La Chiesa romana è individuata come potere garante della “disciplina” dei fratelli/frati. La stessa Regola bollata del 1223 si conclude con l’espresso invito di frate Francesco ai fratelli/frati «di chiedere al signor papa uno dei cardinali della santa romana Chiesa, che sia governatore, protettore e correttore di questa fraternità»: il potere, dunque, in mano a chi istituzionalmente lo ha e lo deve gestire. Non è per caso che quelle parole precedano la precisazione della finalità attribuita alla presenza del cardinale («governatore, protettore e correttore»), così espressa: «affinché sempre sudditi e sottomessi alla stessa santa Chiesa, stabili nella fede cattolica, osserviamo la povertà e l’umiltà e il santo vangelo del Signor nostro Gesù Cristo che abbiamo fermamente promesso». 

Secondo il santo vangelo

Il potere degli uomini di Chiesa diventa qui una sorta di protezione che renda possibile la fedeltà al «vivere secondo il modello del santo vangelo». La cosa è senza dubbio sorprendente per una mentalità “moderna”, oggi assai diffusa, che giudica i prelati della Chiesa medievale in modo pregiudizialmente negativo, arrivando sino al punto di affermare, in maniera del tutto arbitraria e sbagliata, che Francesco d’Assisi avrebbe rischiato, in quanto vicino agli eretici, di essere messo al rogo! Egli è invece obbediente e sottomesso agli uomini di Chiesa, persino ai sacerdoti «più poverelli di questo secolo», che considera addirittura suoi «signori». Ma nei confronti dei suoi fratelli/frati?

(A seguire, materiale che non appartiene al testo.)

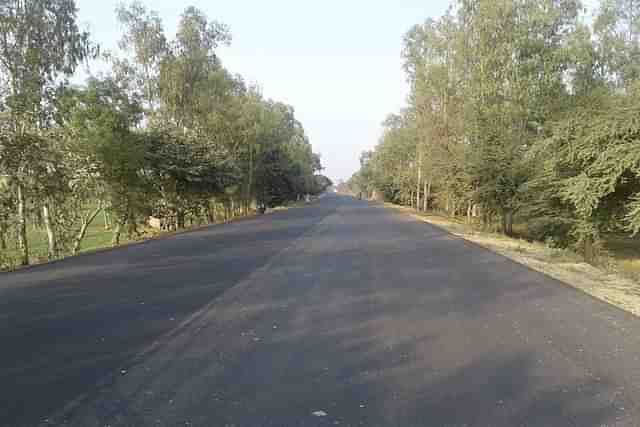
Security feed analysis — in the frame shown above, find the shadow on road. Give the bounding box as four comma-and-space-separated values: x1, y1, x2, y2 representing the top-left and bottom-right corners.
0, 202, 335, 426
58, 197, 625, 426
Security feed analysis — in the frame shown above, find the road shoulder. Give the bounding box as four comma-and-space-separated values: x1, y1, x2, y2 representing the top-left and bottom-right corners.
385, 203, 640, 318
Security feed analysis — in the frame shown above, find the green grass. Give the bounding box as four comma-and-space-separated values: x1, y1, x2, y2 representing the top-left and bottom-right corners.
1, 212, 130, 269
1, 203, 261, 271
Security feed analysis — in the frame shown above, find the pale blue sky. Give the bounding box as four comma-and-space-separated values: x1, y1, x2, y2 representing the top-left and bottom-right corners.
76, 0, 451, 181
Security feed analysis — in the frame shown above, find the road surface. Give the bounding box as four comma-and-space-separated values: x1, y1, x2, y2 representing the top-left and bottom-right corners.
2, 195, 640, 426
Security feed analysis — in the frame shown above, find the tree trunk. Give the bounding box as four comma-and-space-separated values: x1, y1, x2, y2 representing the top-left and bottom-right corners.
103, 210, 111, 230
247, 145, 254, 216
16, 183, 29, 266
127, 209, 138, 238
467, 201, 473, 224
416, 168, 422, 212
176, 209, 185, 229
424, 178, 431, 211
206, 203, 215, 223
0, 228, 5, 250
73, 205, 102, 255
33, 205, 43, 229
42, 204, 57, 260
112, 219, 124, 246
502, 210, 514, 236
583, 236, 596, 263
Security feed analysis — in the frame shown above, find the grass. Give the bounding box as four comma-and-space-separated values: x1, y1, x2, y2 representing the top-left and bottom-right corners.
1, 212, 134, 269
0, 197, 318, 271
385, 203, 640, 317
268, 198, 315, 212
604, 234, 640, 281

Il discorso qui si fa complesso e articolato, poiché è sufficiente leggere i testi della Regola non bollata, della Regola bollata e del Testamento per scoprire una serie di espressioni che sembrerebbero esprimere una volontà di “dominio”, una intenzione di “potere” da parte di frate Francesco, per esempio, là dove nei suoi Scritti utilizza verbi alla prima persona: voglio, non voglio, dobbiamo, fermamente voglio, comando fermamente per obbedienza. Come conciliare questa affermazione di sé, con le parole del Testamento che così dicono: «E fermamente voglio obbedire al ministro generale di questa fraternità e ad altro guardiano che gli sarà piaciuto di assegnarmi. E così voglio essere prigioniero nelle sue mani, che io non possa andare o fare oltre l’obbedienza e la volontà sua, perché egli è mio signore» (Test 27-28: FF 124)? Le possibili risposte sono assai complesse e non formulabili in rapida sintesi. Per ora, rimanga alla riflessione personale quanto abbiamo scritto. Non mancheranno occasioni per ritornare sul tema “san Francesco e il potere”.